On 2020-6-16, I visited a set of properties owned by Canton Land Conservation Trust in the vicinity of Breezy Hill Road. Here's a link to the interactive map I made showing where the pictures below were taken:
http://arcg.is/ifG0a .
Below is a static screenshot of my interactive map.
1. The sign for the parking lot on Breezy Hill Road was obscured by vegetation.
2. Lots of recent work had been done to remove blow-downs, but I did find this tree across the trail.
3. Self portrait on wall.
4. The blazes on the green trail were almost non-existent, but the area where the green trail met Barbourtown Road was nicely mown.
4. I explored this trail.
5. People had actually put in some gravel on the new trail.

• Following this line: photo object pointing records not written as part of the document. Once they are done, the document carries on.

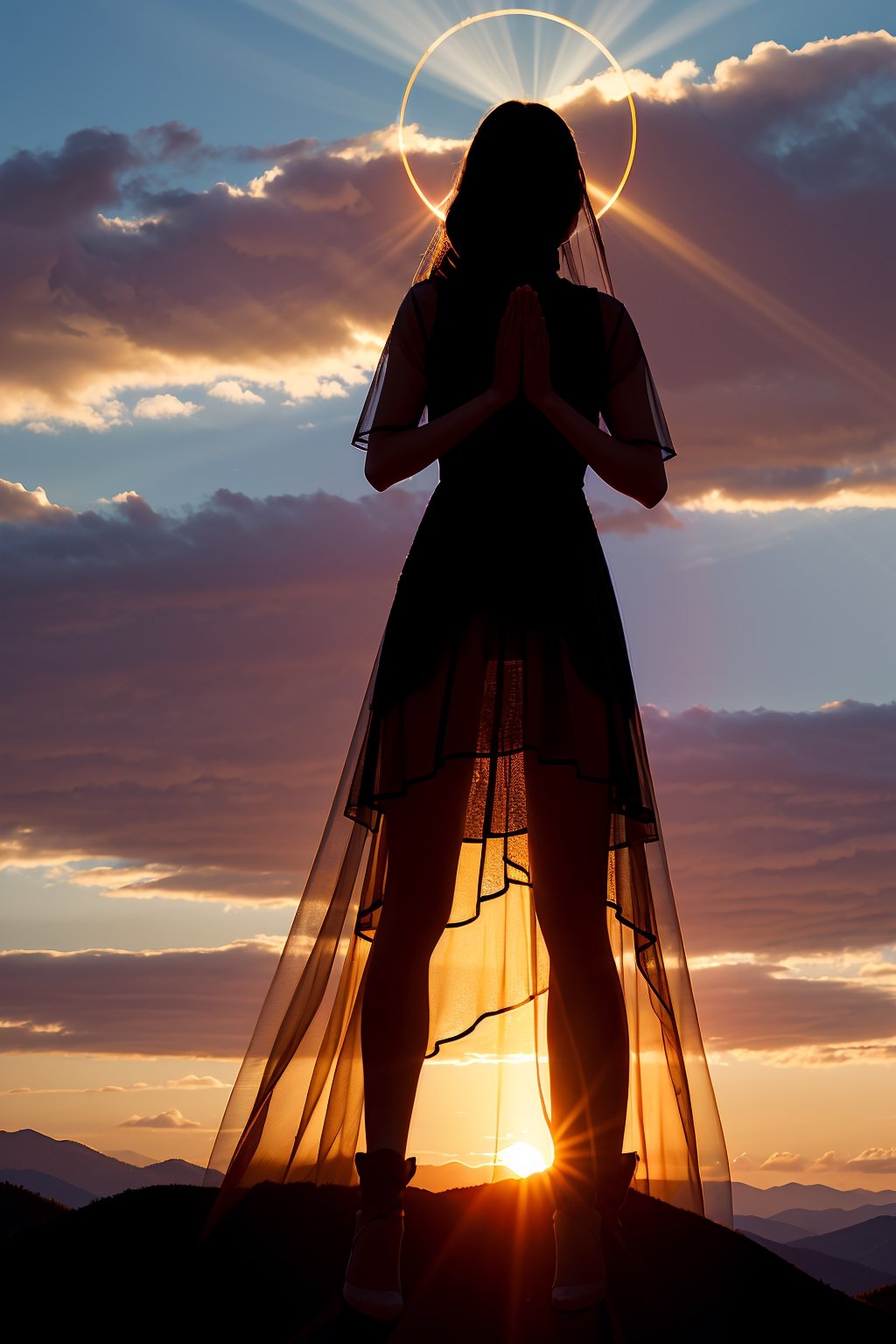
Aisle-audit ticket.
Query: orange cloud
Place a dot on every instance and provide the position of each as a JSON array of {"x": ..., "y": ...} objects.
[
  {"x": 167, "y": 1120},
  {"x": 750, "y": 246}
]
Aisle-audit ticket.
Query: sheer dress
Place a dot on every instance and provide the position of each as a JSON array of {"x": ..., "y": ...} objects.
[{"x": 504, "y": 636}]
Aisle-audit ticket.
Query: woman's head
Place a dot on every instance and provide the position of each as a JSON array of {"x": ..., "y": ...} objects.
[{"x": 522, "y": 167}]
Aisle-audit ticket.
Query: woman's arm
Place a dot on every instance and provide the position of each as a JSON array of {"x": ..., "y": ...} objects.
[
  {"x": 629, "y": 460},
  {"x": 401, "y": 446}
]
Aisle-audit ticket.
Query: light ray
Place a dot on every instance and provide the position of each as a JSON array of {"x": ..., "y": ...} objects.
[
  {"x": 693, "y": 19},
  {"x": 673, "y": 246}
]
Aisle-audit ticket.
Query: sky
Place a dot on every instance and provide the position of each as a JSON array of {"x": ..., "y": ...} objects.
[{"x": 205, "y": 234}]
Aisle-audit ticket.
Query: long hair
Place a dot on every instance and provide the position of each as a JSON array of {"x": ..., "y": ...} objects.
[{"x": 522, "y": 165}]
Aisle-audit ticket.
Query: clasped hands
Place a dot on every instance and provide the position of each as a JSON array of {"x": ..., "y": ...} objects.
[{"x": 522, "y": 351}]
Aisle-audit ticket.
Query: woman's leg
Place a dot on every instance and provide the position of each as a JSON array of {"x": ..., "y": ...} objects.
[
  {"x": 424, "y": 831},
  {"x": 587, "y": 1025}
]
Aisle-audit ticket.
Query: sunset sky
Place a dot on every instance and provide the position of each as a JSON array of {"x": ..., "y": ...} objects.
[{"x": 205, "y": 234}]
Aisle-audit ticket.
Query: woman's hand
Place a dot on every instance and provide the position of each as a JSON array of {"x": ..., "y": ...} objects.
[
  {"x": 508, "y": 353},
  {"x": 536, "y": 350}
]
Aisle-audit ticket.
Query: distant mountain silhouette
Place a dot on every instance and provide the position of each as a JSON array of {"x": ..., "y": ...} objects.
[
  {"x": 770, "y": 1228},
  {"x": 457, "y": 1176},
  {"x": 22, "y": 1210},
  {"x": 872, "y": 1242},
  {"x": 37, "y": 1161},
  {"x": 848, "y": 1276},
  {"x": 817, "y": 1221},
  {"x": 780, "y": 1199},
  {"x": 884, "y": 1298},
  {"x": 477, "y": 1269},
  {"x": 50, "y": 1187}
]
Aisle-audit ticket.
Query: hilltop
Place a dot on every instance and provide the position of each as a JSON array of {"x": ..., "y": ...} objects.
[{"x": 479, "y": 1265}]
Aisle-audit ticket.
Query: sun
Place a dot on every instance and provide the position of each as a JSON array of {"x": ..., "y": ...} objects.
[{"x": 522, "y": 1158}]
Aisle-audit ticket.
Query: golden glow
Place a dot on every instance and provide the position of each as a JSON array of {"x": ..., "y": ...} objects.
[
  {"x": 501, "y": 14},
  {"x": 673, "y": 246},
  {"x": 522, "y": 1158}
]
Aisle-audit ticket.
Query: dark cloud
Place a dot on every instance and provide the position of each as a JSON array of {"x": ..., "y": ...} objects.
[
  {"x": 205, "y": 1003},
  {"x": 780, "y": 827},
  {"x": 748, "y": 246},
  {"x": 199, "y": 1004}
]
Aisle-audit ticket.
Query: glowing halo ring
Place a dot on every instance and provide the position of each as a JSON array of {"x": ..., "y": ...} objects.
[{"x": 502, "y": 14}]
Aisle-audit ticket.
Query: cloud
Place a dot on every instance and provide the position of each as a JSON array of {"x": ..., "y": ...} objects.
[
  {"x": 23, "y": 506},
  {"x": 191, "y": 1081},
  {"x": 780, "y": 827},
  {"x": 187, "y": 1083},
  {"x": 762, "y": 1008},
  {"x": 164, "y": 406},
  {"x": 220, "y": 656},
  {"x": 873, "y": 1160},
  {"x": 188, "y": 1003},
  {"x": 228, "y": 390},
  {"x": 783, "y": 1163},
  {"x": 218, "y": 660},
  {"x": 751, "y": 185},
  {"x": 167, "y": 1120}
]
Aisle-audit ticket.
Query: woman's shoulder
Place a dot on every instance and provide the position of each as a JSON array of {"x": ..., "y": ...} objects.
[
  {"x": 594, "y": 303},
  {"x": 416, "y": 310}
]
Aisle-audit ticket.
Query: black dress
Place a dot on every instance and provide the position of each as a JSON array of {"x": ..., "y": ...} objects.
[{"x": 504, "y": 636}]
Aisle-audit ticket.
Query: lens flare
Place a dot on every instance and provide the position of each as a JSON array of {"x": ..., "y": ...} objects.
[
  {"x": 522, "y": 1158},
  {"x": 504, "y": 14}
]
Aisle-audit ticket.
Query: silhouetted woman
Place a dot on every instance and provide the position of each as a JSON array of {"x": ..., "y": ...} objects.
[{"x": 496, "y": 815}]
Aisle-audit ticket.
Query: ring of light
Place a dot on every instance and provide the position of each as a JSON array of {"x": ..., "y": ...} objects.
[{"x": 501, "y": 14}]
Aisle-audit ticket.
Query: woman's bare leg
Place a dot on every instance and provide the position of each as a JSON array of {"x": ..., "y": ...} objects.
[
  {"x": 424, "y": 831},
  {"x": 587, "y": 1023}
]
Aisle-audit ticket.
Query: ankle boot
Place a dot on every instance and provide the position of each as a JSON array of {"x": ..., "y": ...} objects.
[
  {"x": 373, "y": 1278},
  {"x": 586, "y": 1213}
]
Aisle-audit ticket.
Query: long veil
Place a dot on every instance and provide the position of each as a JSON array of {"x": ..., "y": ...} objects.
[{"x": 296, "y": 1112}]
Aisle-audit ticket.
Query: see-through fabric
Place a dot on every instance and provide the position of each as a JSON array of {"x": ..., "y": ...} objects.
[{"x": 504, "y": 636}]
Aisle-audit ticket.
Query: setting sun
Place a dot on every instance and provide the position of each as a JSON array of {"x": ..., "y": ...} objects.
[{"x": 522, "y": 1158}]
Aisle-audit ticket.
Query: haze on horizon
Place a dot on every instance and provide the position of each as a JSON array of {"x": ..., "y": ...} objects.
[{"x": 205, "y": 272}]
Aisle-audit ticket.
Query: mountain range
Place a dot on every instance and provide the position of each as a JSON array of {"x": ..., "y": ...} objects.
[
  {"x": 74, "y": 1173},
  {"x": 477, "y": 1266}
]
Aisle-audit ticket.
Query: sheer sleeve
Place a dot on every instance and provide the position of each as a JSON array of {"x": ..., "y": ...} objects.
[
  {"x": 630, "y": 408},
  {"x": 396, "y": 396}
]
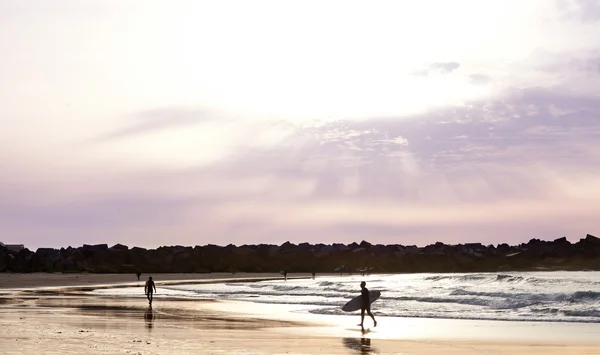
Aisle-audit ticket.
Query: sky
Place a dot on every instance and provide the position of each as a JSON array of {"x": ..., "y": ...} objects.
[{"x": 152, "y": 123}]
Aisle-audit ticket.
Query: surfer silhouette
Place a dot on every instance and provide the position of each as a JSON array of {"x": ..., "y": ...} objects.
[
  {"x": 148, "y": 289},
  {"x": 365, "y": 305}
]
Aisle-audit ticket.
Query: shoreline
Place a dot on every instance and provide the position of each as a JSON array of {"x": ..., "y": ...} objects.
[{"x": 180, "y": 326}]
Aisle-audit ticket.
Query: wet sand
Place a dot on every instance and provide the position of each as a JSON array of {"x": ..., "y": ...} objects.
[{"x": 72, "y": 322}]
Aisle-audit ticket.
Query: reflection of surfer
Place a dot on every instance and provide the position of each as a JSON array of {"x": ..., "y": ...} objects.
[
  {"x": 149, "y": 288},
  {"x": 149, "y": 317},
  {"x": 365, "y": 305}
]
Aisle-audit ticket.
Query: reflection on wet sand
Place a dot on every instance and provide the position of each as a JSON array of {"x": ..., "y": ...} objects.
[
  {"x": 149, "y": 317},
  {"x": 360, "y": 345}
]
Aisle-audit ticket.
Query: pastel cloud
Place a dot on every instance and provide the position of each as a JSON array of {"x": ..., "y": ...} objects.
[{"x": 310, "y": 140}]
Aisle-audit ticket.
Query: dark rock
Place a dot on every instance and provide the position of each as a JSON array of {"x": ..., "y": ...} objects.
[{"x": 120, "y": 247}]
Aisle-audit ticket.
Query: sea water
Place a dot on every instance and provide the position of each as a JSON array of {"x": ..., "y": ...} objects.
[{"x": 521, "y": 296}]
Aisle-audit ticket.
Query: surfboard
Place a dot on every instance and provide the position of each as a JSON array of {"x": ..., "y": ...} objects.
[{"x": 355, "y": 303}]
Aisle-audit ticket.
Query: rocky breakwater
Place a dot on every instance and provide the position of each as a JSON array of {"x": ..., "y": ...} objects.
[{"x": 559, "y": 254}]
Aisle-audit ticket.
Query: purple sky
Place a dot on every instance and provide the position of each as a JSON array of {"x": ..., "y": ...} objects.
[{"x": 263, "y": 122}]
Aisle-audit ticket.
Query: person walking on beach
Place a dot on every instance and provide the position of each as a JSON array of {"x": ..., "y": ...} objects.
[
  {"x": 365, "y": 305},
  {"x": 148, "y": 289}
]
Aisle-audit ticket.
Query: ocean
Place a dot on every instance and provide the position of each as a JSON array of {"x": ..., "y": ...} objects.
[{"x": 514, "y": 296}]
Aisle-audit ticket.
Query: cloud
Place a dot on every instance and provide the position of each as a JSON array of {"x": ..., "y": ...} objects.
[
  {"x": 479, "y": 79},
  {"x": 583, "y": 10},
  {"x": 157, "y": 120},
  {"x": 444, "y": 67},
  {"x": 525, "y": 166}
]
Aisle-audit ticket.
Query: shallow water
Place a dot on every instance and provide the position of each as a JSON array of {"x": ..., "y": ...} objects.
[{"x": 523, "y": 296}]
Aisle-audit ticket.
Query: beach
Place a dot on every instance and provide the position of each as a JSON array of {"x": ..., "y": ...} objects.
[{"x": 57, "y": 314}]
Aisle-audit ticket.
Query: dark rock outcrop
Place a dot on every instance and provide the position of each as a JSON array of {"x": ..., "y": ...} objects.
[{"x": 559, "y": 254}]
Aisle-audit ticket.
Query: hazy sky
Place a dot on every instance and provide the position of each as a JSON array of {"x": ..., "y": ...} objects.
[{"x": 192, "y": 122}]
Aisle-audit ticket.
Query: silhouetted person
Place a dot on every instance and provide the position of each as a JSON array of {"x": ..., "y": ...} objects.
[
  {"x": 148, "y": 289},
  {"x": 365, "y": 305}
]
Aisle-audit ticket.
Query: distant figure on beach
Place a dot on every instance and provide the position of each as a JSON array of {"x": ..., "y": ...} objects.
[
  {"x": 366, "y": 305},
  {"x": 148, "y": 289}
]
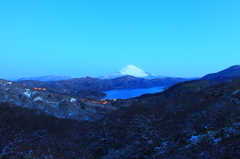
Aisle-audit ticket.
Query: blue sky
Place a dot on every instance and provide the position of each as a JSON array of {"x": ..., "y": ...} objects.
[{"x": 182, "y": 38}]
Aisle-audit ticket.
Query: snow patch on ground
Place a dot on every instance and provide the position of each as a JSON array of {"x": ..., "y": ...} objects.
[
  {"x": 73, "y": 100},
  {"x": 38, "y": 99},
  {"x": 27, "y": 93}
]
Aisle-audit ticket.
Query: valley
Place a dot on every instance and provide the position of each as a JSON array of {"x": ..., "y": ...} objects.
[{"x": 70, "y": 118}]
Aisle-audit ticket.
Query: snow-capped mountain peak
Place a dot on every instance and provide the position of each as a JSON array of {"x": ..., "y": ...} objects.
[{"x": 133, "y": 71}]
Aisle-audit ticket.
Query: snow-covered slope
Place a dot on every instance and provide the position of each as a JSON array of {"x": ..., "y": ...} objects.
[
  {"x": 46, "y": 78},
  {"x": 133, "y": 71}
]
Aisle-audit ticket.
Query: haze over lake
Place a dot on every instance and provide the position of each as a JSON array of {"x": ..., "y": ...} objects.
[{"x": 129, "y": 93}]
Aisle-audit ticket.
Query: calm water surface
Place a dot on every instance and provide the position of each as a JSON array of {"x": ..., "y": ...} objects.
[{"x": 128, "y": 93}]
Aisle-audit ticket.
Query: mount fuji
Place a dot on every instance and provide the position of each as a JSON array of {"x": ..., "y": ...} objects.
[{"x": 132, "y": 71}]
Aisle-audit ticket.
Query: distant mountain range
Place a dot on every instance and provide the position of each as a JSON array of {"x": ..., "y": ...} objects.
[
  {"x": 128, "y": 70},
  {"x": 46, "y": 78},
  {"x": 224, "y": 75},
  {"x": 95, "y": 84},
  {"x": 132, "y": 71}
]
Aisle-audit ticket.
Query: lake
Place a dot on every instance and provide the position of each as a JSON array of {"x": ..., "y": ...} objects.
[{"x": 129, "y": 93}]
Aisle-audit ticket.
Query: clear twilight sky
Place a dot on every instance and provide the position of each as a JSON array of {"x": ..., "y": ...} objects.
[{"x": 183, "y": 38}]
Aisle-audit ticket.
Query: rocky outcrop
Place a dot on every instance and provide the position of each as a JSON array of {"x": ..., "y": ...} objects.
[{"x": 59, "y": 105}]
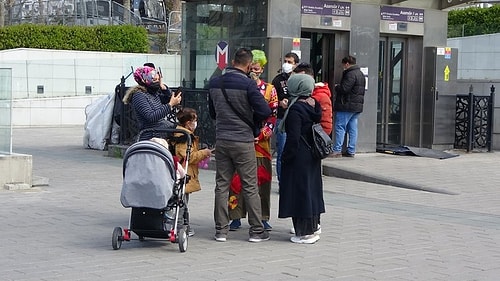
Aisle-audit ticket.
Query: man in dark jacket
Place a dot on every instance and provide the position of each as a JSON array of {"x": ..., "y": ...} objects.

Near 5. A nicely mown pull-off where the new trail meets the junction of Breezy Hill Road and Barbourtown Road.
6. A cliff near the green trail.
7. Was this a sugar maple in its lifetime?
8. Some species of oak in the red-oak family.
8. Maybe the leaves let us know what the species is.
9. I walked (twice!) a new red trail. This is the sign where the new red trail meets the yellow trail. Who are, or were, Fred and Miller Feibel?
10. Where the yellow trail meets the blue trail. So, the yellow trail is called the Arthur and Eunice Sweeton Trail.
11. Looks like the same species as the tree at 8.
12.
13.
14. A mown track that led to private property.
15. I think archaeologists refer to stone structures such as the one I am standing on as "rock piles."